Activated lymphocytes as a metabolic model for carcinogenesis
Department of Pharmacology and Cancer Biology, Department of Immunology, Sarah W. Stedman Nutrition and Metabolism Center, Duke University, Durham, NC, 27710, USA
Cancer & Metabolism 2013, 1:5 doi:10.1186/2049-3002-1-5Published: 23 January 2013
Metabolic reprogramming is a key event in tumorigenesis to support cell growth, and cancer cells frequently become both highly glycolytic and glutamine dependent.

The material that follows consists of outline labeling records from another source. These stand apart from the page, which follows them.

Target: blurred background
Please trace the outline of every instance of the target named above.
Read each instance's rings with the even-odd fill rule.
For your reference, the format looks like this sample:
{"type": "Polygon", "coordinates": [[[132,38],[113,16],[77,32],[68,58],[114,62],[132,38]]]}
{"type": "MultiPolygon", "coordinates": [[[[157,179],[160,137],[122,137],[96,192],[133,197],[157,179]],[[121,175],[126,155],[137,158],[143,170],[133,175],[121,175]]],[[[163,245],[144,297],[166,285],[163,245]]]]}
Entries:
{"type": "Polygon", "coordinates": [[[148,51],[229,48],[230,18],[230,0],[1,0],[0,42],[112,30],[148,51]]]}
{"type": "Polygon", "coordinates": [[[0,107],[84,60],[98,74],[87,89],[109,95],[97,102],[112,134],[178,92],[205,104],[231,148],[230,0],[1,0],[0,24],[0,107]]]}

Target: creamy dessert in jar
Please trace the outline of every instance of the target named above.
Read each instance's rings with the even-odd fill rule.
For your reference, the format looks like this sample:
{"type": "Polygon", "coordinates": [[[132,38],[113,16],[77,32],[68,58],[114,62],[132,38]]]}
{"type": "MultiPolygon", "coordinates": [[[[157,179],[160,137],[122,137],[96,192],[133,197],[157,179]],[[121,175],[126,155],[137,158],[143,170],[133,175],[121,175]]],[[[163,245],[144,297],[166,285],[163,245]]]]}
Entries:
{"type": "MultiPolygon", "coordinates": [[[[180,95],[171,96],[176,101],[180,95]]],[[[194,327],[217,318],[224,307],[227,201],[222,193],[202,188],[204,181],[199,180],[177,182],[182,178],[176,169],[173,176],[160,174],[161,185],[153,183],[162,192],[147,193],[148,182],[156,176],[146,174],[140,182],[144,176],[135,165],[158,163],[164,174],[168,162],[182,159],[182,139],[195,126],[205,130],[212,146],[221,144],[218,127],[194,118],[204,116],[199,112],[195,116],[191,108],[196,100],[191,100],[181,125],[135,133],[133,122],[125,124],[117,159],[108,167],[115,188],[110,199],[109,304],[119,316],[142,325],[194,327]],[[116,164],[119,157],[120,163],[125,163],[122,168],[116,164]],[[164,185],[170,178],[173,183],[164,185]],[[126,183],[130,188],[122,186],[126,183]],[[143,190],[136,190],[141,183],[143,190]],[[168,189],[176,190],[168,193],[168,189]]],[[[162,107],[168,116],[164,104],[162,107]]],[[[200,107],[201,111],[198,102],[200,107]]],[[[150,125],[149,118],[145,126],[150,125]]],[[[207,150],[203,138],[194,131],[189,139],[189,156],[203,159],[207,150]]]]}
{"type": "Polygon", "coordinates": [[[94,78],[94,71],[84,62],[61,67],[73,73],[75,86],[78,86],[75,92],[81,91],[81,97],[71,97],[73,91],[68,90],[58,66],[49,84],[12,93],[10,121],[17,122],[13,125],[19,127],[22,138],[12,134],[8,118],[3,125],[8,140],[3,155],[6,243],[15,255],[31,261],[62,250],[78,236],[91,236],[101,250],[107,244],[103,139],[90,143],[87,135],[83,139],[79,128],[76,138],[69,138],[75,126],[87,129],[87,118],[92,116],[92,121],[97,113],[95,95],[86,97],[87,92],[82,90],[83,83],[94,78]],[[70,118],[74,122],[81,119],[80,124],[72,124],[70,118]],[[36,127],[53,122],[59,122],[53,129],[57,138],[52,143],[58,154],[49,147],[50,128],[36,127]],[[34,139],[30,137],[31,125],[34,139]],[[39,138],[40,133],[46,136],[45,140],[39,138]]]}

Similarly, T lymphocytes (T cells) modify their metabolism after activation by foreign antigens to shift from an energetically efficient oxidative metabolism to a highly glycolytic and glutamine-dependent metabolic program. This metabolic transition enables T cell growth, proliferation, and differentiation. In both activated T cells and cancer cells metabolic reprogramming is achieved by similar mechanisms and offers similar survival and cell growth advantages. Activated T cells thus present a useful model with which to study the development of tumor metabolism. Here, we review the metabolic similarities and distinctions between activated T cells and cancer cells, and discuss both the common signaling pathways and master metabolic regulators that lead to metabolic rewiring. Ultimately, understanding how and why T cells adopt a cancer cell-like metabolic profile may identify new therapeutic strategies to selectively target tumor metabolism or inflammatory immune responses.